Discussion in 'Forex' started by snackly, Sep 25, 2008.
Was it news related or just a normal bit of volatility in the market?
Sept. 25 (Bloomberg) -- Congressional negotiators said they reached a bipartisan agreement on a ``set of principles'' for a $700 billion financial-rescue package to inject fresh capital into the paralyzed credit markets.
Lawmakers agreed that legislation should include provisions on oversight of the Treasury-run program, limits on executive pay and a section on homeownership preservation, Senate Banking Committee Chairman Christopher Dodd said.
Still unresolved is whether the bill will include a provision allowing bankruptcy judges to change mortgage terms. The Treasury would have $250 billion available immediately, said a Senate aide, who requested anonymity.
``We believe that we're prepared to act expeditiously on a package'' that will ``send a message to the markets,'' Dodd said after emerging from a negotiating session.
The agreement must still be passed by the House and Senate, and signed into law by the president. House Financial Services Committee Chairman Barney Frank said it wasn't clear how many House Republicans would support the measure. Senator Robert Bennett, a Utah Republican, predicted it would pass both chambers.
Approval of a measure would address what President George W. Bush warned was a crisis that could cause widespread economic turmoil. In an address to the nation last night Bush said that ``without immediate action by Congress, America could slip into a financial panic, and a distressing scenario would unfold.''
Bill By Day's End
Bennett said lawmakers would have legislative language by the end of the day.

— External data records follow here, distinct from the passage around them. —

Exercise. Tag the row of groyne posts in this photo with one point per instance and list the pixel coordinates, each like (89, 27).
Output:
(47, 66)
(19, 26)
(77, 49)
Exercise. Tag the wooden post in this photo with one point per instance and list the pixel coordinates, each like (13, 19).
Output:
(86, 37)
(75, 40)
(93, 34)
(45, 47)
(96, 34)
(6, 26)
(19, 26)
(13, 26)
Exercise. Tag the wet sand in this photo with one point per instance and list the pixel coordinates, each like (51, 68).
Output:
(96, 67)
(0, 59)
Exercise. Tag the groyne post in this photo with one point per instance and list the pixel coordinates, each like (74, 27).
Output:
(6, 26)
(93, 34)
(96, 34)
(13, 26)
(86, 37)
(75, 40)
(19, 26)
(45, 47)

``I now expect we will indeed have a plan that can pass the House, pass the Senate, be signed by the president and bring a sense of certainty to this crisis that is still roiling in the markets,'' Bennett said. ``That is our primary responsibility and I think we are now prepared to meet it.''
Bush will meet this afternoon with congressional leaders as well as Republican presidential candidate John McCain and his Democratic rival, Barack Obama on the rescue plan.

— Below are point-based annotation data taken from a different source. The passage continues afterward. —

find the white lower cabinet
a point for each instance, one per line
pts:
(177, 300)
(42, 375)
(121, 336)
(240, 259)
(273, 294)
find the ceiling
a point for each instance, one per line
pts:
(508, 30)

In addition to the first $250 billion allocated to Treasury, another $100 billion would also be available for the bailout program, the Senate aide said. The remaining $350 billion could be used unless Congress prohibits it, the aide said.
Frank said a Democratic provision to let judges rewrite mortgage terms for homeowners in bankruptcy proceedings is the ``most controversial'' and remains an ``outstanding issue.''
``We pushed very strongly for it,'' Frank said. ``We haven't resolved it yet.''
``Bankruptcy is the one issue where our Republican colleagues told us they thought that would blow up the whole thing,'' Frank told reporters. ``So it hasn't been finally resolved, but that's on the table.''
Spencer Bachus, the top Republican on the House Financial Services Committee, said he was urged to ``see that the taxpayer and that the Treasury is reimbursed for their expenditures. I think that was an important step that we all took and we're committed to the taxpayer being protected.''
To contact the reporters on this story: James Rowley in Washington, at Jrowley@bloomberg.net;
Last Updated: September 25, 2008 14:20 EDT
That story has been hanging out there all day. Is that really what caused a 2 minute spike followed by a correction? Just doesn't seem likely.
The story has but I believe there was a press conference or statement at 1pm saying they had agreed 'in principle', there's another one due out of the White House imminently apparently.....
I doubt there will be a deal before next week.
Conservative republicans are hesitant to accept the deal as it stands. Also, the record voter outrage at the bailout makes the representatives quiver in their pants...
And I think we will see 1.48 again on the EURUSD this week.